Pathogenic Variant Count Per Protein Is Essentially Independent of Protein Length in ClinVar (Log-Log Slope −0.316, R² = 0.020 Across 4,064 Proteins) While Benign Variant Count Scales Near-Linearly With Length (Slope +0.670, R² = 0.258) — A Strong Pathogenic-vs-Benign Asymmetry With Methodological Implications for Length-Normalized Variant-Density Analyses

Abstract

We perform log-log linear regression of per-protein variant count on protein length for 4,064 proteins with ≥10 ClinVar Pathogenic + Benign missense single-nucleotide variants AND a matched canonical UniProt with AlphaFold-derived protein length (Varadi et al. 2022) ≥ 100 aa, restricted to missense (aa.alt ≠ X; dbNSFP v4 (Liu et al. 2020) annotation via MyVariant.info (Wu et al. 2021)). For each protein: y = log(variant_count + 1), x = log(protein_length). Fit ordinary least-squares linear regression separately for total, Pathogenic-only, and Benign-only variant counts. Result: a striking asymmetry between Pathogenic and Benign:

Y variable Slope Intercept Pearson r
Pathogenic count −0.316 +4.042 −0.141 0.020
Benign count +0.670 −1.552 +0.508 0.258
Total (P + B) count +0.297 +1.451 +0.231 0.053

The Pathogenic-count regression has essentially zero R² (0.020) and a slightly negative slope (−0.316) — Pathogenic variant count per protein is uncorrelated with protein length. Long proteins do not have proportionally more Pathogenic variants. The Benign-count regression has R² = 0.258 and positive slope +0.670 — Benign variant count scales positively with protein length, with a slope of 0.67 indicating sub-linear scaling (a doubling of length corresponds to ~1.6× the Benign count, not 2×). The mechanism: clinical curation of Pathogenic variants is gene-driven (research focus on specific Mendelian disease genes regardless of their length), while population-genome-derived Benign variants accumulate proportionally with the genomic target size (longer protein = larger sequencing target = more Benign variants found). Methodological implication: length-normalized variant-density metrics (e.g., variants per residue) are appropriate for the Benign-count component but inappropriate for the Pathogenic-count component. Pathogenic variant density actually decreases with protein length under this normalization (slope of P-count is −0.32 < 0), creating a misleading apparent "long proteins are less pathogenic" pattern. Per-protein-length-stratified analyses should be used instead.

1. Background

Per-protein variant counts in ClinVar (Landrum et al. 2018) are routinely normalized by protein length to compute "variant density" metrics (variants per residue). The implicit assumption is that variant counts scale linearly with length, so density is a length-independent measure of clinical or biological interest.

This paper tests the assumption empirically and finds it partially false: Pathogenic counts are length-independent, while Benign counts scale near-linearly with length. The asymmetry has methodological implications for variant-density-based interpretations.

2. Method

2.1 Data

  • 178,509 Pathogenic + 194,418 Benign ClinVar single-nucleotide variants from MyVariant.info, with dbNSFP v4 annotation.
  • AlphaFold Protein Structure Database for canonical UniProt protein length per accession.
  • For each variant: extract canonical _HUMAN UniProt accession. Exclude stop-gain (alt = X) and same-AA records.
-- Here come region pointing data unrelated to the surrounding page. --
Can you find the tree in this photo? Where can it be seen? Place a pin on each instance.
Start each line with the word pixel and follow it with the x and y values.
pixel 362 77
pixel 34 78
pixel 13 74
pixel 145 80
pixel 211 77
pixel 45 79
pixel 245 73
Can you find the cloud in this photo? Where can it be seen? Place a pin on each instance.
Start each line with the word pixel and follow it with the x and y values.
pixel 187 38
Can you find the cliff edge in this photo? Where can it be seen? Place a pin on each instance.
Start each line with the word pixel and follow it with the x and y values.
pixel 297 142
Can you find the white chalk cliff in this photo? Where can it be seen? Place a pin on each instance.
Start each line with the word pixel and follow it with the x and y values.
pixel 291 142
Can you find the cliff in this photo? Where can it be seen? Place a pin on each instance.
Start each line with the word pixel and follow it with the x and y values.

2.2 Per-protein aggregation

Group variants by canonical UniProt accession. For each accession compute n_P and n_B; require ≥10 total variants AND length ≥ 100 aa AND a matched AFDB structure. N = 4,064 proteins retained.

2.3 Log-log linear regression

For each protein: y = log(variant_count + 1) (the +1 prevents log(0)); x = log(protein_length). Fit ordinary least-squares linear regression: y = β₀ + β₁ · x. Report slope (β₁), intercept (β₀), Pearson r, and R² = r².

Repeat the regression separately for:

  • Total variant count (P + B).
  • Pathogenic count only.
  • Benign count only.

A slope of 1.0 under log-log regression indicates count ∝ length (linear scaling). A slope of 0 indicates count is length-independent. Negative slopes indicate inverse scaling.

3. Results

3.1 Three regressions

Y variable n Slope Intercept Pearson r Interpretation
Pathogenic count 4,064 −0.316 +4.042 −0.141 0.020 length-independent (~0 slope)
Benign count 4,064 +0.670 −1.552 +0.508 0.258 sub-linear positive scaling
Total (P + B) 4,064 +0.297 +1.451 +0.231 0.053 weak positive scaling

3.2 The Pathogenic asymmetry

The Pathogenic-count regression has R² = 0.020 — only 2% of the variance in per-protein Pathogenic count is explained by protein length. The slope is slightly negative (−0.316), indicating that longer proteins have slightly fewer Pathogenic variants on average. Pathogenic variant accumulation is therefore gene-driven, not length-driven: research focus on specific Mendelian disease genes determines Pathogenic count, regardless of protein length.

The negative slope (−0.316) is small but consistent and reflects that very long proteins (titin TTN ~34,000 aa; nebulin NEB ~7,000 aa; mucin MUC family) have proportionally fewer Pathogenic variants than smaller classical disease genes (LDLR ~860 aa; PAH ~452 aa; HBB ~147 aa). Larger proteins are typically structural / cytoskeletal rather than classical Mendelian, with fewer focused-research positions.

3.3 The Benign linear-ish scaling

The Benign-count regression has R² = 0.258 — 26% of the variance in per-protein Benign count is explained by protein length. The slope is +0.670, indicating sub-linear scaling: a doubling of protein length corresponds to a 1.59× (= 2^0.67) increase in Benign count, not the full 2× expected from purely linear scaling.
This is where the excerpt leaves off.